The Most Haunted House
Location: Dublin
Captain Tobias Black had been warned to avoid any damage to the ancient cairn which stood on his newly purchased Woodville estate. The ignorant Captain Black, however, took an axe and swiftly cut down the May three whose gnarled roots had pushed through the cairn’s stones over countless years.
Local labourers wanted nothing to do with the construction of the Captain’s new mansion so it was arranged that a team of workers and craftsmen would be dispatched from England. Perhaps as a sign of the sorry events which would later occur, their vessel was caught in the Great Storm on 1893 and all crew and passengers drowned.
Many months later, another group of workers eventually arrived at Woodville and soon the cairn and the ancient tomb within it were obliterated, making way for the mansion house to begin to take shape. The workers, however, never seemed to stay for more than a few months and construction was painfully slow. It was a little over a decade later that Woodville House was finally complete. Just as the Great Famine was taking grip on the surround countryside, Captain Black moved in with his new bride, Elizabeth.
The Great Famine brought terrible hardship to his tenants. The Captain, however, ruthlessly enforced his collection of rent and anybody who could not pay was, promptly, evicted. More than a dozen times, groups of famished men and women with crying children were reduced to seeking refuge in hedges and under trees. Woodville House and its occupants became a focus for community hatred and it wasn’t long before the tenants formed a plan. A hag was brought from the country and employed to practice her foul arts and bring an end to Captain Tobias Black.

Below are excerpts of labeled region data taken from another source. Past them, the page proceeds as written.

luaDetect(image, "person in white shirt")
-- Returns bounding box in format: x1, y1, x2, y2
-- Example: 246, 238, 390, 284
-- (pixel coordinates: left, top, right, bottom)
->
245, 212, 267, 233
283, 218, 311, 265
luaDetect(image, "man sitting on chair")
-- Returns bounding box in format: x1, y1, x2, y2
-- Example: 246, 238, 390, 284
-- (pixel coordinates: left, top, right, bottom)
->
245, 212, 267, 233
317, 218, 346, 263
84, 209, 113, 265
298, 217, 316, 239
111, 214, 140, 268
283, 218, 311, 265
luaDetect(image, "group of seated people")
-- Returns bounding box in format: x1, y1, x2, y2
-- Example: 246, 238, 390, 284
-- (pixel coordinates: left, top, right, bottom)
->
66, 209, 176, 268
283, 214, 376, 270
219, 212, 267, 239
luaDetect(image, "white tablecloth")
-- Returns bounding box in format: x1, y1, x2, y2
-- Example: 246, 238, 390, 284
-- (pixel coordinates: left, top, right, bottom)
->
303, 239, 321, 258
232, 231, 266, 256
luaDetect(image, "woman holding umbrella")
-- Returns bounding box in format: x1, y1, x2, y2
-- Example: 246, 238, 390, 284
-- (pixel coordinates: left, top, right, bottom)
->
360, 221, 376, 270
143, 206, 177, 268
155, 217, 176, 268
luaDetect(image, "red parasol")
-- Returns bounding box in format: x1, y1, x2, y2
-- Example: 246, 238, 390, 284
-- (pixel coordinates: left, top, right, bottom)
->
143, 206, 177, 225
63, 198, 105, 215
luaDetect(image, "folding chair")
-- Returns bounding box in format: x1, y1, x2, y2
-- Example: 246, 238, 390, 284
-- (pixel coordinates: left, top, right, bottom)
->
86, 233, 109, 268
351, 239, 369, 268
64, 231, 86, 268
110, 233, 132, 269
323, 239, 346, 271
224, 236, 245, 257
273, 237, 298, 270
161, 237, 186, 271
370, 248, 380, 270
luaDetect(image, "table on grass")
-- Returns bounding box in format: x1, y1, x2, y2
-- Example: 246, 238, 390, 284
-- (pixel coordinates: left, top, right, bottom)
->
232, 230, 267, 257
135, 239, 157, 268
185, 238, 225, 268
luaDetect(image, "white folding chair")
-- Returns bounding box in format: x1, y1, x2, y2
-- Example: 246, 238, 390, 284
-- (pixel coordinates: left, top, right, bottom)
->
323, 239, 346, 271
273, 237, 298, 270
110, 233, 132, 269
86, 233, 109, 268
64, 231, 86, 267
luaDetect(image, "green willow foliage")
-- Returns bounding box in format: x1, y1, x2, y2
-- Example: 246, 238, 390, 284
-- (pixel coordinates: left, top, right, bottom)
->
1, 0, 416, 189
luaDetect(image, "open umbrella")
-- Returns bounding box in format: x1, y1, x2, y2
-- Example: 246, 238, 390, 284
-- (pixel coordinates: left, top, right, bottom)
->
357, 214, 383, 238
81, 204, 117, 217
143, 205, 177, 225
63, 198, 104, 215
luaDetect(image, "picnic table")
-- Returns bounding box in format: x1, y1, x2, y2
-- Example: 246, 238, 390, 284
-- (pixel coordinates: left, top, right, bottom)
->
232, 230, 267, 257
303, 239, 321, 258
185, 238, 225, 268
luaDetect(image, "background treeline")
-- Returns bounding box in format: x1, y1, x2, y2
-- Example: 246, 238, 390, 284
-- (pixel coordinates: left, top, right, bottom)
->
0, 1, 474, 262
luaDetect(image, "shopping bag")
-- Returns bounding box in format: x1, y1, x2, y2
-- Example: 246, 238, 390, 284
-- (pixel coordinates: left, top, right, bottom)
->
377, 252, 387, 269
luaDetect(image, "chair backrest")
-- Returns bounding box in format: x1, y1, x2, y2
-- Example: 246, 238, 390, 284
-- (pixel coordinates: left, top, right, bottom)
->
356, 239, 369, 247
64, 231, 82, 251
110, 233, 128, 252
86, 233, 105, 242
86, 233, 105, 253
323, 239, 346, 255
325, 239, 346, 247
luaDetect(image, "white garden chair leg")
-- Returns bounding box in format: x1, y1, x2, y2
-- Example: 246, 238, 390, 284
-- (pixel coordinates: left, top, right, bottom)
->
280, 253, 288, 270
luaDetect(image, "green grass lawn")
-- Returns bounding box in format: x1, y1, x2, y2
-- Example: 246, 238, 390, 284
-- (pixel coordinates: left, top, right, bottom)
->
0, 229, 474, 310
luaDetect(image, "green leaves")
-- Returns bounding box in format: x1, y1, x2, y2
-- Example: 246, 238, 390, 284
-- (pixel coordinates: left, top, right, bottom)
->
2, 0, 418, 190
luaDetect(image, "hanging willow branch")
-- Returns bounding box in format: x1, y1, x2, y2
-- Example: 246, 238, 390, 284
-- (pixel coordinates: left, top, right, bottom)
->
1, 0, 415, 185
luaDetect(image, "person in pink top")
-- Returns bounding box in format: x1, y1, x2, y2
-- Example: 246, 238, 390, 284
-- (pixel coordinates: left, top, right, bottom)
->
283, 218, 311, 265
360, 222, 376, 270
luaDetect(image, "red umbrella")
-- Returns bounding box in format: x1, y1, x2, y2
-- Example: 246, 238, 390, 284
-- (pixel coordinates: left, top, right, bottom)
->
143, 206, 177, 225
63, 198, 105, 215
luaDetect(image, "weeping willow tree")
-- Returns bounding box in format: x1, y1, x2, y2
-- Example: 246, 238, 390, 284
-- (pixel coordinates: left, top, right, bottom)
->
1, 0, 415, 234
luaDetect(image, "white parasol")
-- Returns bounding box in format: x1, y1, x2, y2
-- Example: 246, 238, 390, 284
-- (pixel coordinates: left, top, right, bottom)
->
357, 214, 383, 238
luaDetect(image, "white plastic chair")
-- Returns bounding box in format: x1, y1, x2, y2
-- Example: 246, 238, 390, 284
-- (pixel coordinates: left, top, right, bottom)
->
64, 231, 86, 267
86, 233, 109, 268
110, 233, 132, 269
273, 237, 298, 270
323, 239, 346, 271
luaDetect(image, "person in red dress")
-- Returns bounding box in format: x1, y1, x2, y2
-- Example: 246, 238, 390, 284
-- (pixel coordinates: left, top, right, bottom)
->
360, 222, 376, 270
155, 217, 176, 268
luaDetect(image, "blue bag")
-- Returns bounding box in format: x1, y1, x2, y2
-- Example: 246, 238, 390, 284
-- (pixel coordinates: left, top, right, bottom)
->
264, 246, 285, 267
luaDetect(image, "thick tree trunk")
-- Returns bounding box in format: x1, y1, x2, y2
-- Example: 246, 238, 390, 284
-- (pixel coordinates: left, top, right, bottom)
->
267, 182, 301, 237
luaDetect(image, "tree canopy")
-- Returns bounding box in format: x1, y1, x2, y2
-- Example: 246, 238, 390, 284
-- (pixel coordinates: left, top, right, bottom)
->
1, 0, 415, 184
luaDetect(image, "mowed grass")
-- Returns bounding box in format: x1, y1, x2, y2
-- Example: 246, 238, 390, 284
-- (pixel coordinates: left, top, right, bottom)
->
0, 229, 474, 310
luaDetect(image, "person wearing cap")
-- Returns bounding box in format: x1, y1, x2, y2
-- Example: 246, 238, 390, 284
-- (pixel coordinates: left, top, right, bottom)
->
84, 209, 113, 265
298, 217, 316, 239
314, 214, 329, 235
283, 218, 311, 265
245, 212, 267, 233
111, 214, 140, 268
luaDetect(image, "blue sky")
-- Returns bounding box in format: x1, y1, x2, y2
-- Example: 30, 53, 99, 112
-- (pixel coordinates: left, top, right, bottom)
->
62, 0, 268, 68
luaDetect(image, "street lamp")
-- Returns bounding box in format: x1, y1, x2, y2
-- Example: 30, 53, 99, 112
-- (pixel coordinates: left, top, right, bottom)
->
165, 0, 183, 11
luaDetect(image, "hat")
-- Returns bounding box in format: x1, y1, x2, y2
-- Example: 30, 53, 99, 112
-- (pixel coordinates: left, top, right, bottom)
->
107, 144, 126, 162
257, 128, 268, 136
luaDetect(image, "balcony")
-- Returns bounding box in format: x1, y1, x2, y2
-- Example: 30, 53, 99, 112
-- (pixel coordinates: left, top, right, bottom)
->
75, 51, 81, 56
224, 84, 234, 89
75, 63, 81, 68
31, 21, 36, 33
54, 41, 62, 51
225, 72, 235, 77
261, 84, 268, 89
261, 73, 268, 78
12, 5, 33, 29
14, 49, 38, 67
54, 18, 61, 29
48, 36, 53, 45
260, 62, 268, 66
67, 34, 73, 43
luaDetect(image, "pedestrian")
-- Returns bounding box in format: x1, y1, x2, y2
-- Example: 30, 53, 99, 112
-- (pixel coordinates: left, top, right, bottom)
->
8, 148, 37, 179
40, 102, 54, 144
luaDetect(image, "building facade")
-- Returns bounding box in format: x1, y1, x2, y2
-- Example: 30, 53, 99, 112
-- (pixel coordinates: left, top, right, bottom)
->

The first recorded deaths were Elizabeth and her unborn child; she apparently tripped on the staircase and broke her neck in the fall. The Captain took his own life three days later. His body was found swinging from a balcony, his head almost severed by his makeshift noose.
The Captain’s two brother, Edward and Charles, arranged for the bodies to be interred into what would become the Woodville Graveyard, a few hundred metres west of the house, in a patch of land that overlooked the River Liffey.
Within six months both Edward and Charles had joined their brother in the graveyard; Edward killed by a fall from his horse and then Charles apparently suffering from heart failure. A relative inherited the estate, but wanted nothing to do with the house and arranged for it to be advertised to let in the national press. The advertisement ran for a number of months and eventually Mr Clement Scott signed a lease for the house, and took up residence with his wife Mable, and their three daughters Alice, Elizabeth and Mary.
Elizabeth grew sick first, shortly followed by Alice and then their father. They were struck by vomiting then endless diarrhoea. Within days Elizabeth was dead. A doctor diagnosed cholera, suspecting that the well that supplied the house with drinking water was tainted by some kind of infection. He fought to save the lives of Alice and her father but by the end of the week they were also both dead. The grim bodies of all three members of the Scott family were interred in the graveyard behind the house. Mable Scott and her only surviving daughter, Mary, fled to England, apparently saying that the house was cursed.
The house was again advertised to let, but stories of the cursed Woodville House began to spread and there were no new tenants. The house was closed up and it was left for the grass, weeds and undergrowth to claim back for nature. It stayed like this for the new twenty years, falling into a gloomy state of abandonment. Tales of the curse were further propagated by frequent sightings of the ghastly spectre of the headless Captain Black. Sometimes he was seen riding his horse, as if patrolling his demesne, other times he stood on the road waiting beside the overgrown gateway that led to Woodville House. On one occasion, all six crew members of a barge travelling on the River Liffey witnessed the menacing apparition of the Captain and his two brothers standing on the river bank below the house. The three ghastly phantoms apparently pointed in turn at each member of the crew. On another occasion the path of two horse riders, who were crossing the Woodville estate, was blocked by the ghosts of Mr Scott and his two daughters.
In the early years of the twentieth century, Patrick O’Brien, his wife, Kate and their six years old son, James, became the last people to occupy Woodville House. On their third night inside the house, Patrick apparently strangled Kate in a fit of rage, and then hung himself from the same balcony where Captain Black had taken his own life half a century earlier. The young James was found wandering on the road in a dazed state a few days later. Something had also apparently tried to strangle him, as indicated by the bruised marks of hands closing around his throat. James insisted that it was the headless Captain Black who had tried to end his earthy days. He was transferred to the Richmond District Lunatic Asylum, where he spent the rest of his life babbling about phantoms and demons,
Woodville House was never again occupied. The Land Commission took control of the estate, the land was divided amongst local farmers and the fields quickly ploughed up.
Nobody wanted anything to do with the house. It was abandoned and left to its ghosts.